From Our Readers
Job Interviews
Thank you for publishing the article “Young People Ask . . . How Do I Handle a Job Interview?” (February 8, 1983) After completing secondary school, I made many applications for jobs. One company called me for an interview in which I evidently did not make a good impression. Later I was invited by another company for an interview. This time I remembered your article and studied it thoroughly. I applied the suggestions given with regard to advance planning, being calm, alert, businesslike, polite, honest, and frank. I made a good impression and got the job.
B. O., Nigeria
Using Articles in School
I want to tell you how I have been using your excellent articles. In 1981 I took part in a Science Fair in which I exhibited an item I wrote on smoking, based on the magazines. Since then I have used the magazines so many times in school that I cannot count them all. Any time a subject comes up, inside or outside the classroom, I take one of the magazines to school the next day. The magazine has become so famous in my class that when a subject comes up for research or debate, my classmates ask me about it, and I take material to school for it. Thank you very much.
L. C., Brazil
The Catholic Church and Mary
You have done great damage to the Catholic Church in general and to the Blessed Virgin Mary in particular. (“The Catholic Church—Its View of Sex,” November 8, 1985) You wrote that the “dogma of the perpetual virginity of Mary perpetuates the idea that sexual relations are unclean.” This is heresy. The dogma of perpetual virginity perpetuates that Mary and Joseph individually took vows before marriage of chastity, which they both kept forever. Later you say that Jesus had real brothers and sisters in his family. This too is heresy. If Jesus had other brothers and sisters, why, when he was dying on the cross, did he entrust his mother to a friend rather than a relative?
D. H., Wisconsin
Sexual relations between married persons are not unclean. (Hebrews 13:4) It does not damage or degrade Mary at all to state that following the birth of Jesus, she started to have sexual relations with her husband Joseph and had children by him. The Bible does not say that Joseph and Mary kept a vow of chastity forever. “The New American Bible” (a Catholic translation) states at Matthew 1:25 regarding Joseph and Mary: “He had no relations with her at any time before she bore a son, whom he named Jesus.” A footnote in this translation says: “The evangelist emphasizes the virginity of the mother of Jesus from the moment of his conception to his birth. He does not concern himself here with the period that followed the birth of Jesus.”

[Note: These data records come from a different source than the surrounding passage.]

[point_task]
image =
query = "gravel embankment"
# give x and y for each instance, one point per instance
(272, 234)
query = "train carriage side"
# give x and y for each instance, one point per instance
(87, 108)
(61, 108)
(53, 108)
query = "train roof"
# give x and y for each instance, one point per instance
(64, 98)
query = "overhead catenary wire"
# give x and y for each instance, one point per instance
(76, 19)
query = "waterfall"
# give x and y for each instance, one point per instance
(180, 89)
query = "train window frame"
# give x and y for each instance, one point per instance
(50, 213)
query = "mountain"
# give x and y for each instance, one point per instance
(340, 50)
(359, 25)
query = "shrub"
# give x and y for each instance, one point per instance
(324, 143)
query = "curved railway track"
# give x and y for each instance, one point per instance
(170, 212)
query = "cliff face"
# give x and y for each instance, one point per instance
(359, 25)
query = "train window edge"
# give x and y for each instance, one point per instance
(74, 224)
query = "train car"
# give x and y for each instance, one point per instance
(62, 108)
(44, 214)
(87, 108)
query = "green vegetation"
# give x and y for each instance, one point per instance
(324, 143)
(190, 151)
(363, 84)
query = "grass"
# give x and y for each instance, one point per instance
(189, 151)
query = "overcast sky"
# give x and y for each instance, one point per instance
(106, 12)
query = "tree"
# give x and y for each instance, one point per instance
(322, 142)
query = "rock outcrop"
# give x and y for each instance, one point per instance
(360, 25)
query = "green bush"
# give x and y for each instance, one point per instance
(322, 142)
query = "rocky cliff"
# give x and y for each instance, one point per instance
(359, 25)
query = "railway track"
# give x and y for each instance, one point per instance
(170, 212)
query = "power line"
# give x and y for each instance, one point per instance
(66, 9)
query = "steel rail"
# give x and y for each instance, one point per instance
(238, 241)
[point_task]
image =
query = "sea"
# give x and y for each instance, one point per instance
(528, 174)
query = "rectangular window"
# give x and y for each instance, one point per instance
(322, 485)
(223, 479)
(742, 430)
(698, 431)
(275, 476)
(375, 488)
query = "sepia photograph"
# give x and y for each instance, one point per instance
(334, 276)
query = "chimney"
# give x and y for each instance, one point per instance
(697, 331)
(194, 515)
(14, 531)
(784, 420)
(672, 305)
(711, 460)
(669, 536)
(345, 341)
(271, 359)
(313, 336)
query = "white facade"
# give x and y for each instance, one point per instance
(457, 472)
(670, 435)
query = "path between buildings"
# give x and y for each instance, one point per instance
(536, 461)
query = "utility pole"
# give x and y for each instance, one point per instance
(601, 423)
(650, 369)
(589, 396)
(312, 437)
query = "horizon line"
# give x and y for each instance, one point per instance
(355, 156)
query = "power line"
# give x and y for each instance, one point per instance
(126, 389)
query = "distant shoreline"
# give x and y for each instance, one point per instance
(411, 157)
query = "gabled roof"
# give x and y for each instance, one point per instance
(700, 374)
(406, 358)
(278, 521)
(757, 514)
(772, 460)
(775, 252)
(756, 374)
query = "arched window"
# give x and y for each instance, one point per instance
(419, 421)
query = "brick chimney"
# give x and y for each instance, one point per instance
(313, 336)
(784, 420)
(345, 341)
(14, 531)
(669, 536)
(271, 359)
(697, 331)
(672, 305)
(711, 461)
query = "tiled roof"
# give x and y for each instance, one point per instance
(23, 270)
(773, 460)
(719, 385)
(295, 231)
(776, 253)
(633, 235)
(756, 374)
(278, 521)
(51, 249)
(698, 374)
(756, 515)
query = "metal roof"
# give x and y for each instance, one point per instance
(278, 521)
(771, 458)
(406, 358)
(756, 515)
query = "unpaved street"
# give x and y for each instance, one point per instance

Regarding Jesus’ having real brothers and sisters, the Bible refers several times to such at Matthew 12:46, 47; 13:55, 56; Mark 6:3; Luke 8:19, 20; John 2:12; 7:3, 5. “The New Catholic Encyclopedia” states that the Greek words used to designate the relationship between Jesus and these relatives have the meaning of full blood brother and sister. Likely the reason why Jesus entrusted his mother to his disciple John instead of to any of his fleshly brothers was that they were not yet believers, and Jesus considered the spiritual relationship more important than the fleshly, as he stated at Matthew 12:46-50.—ED.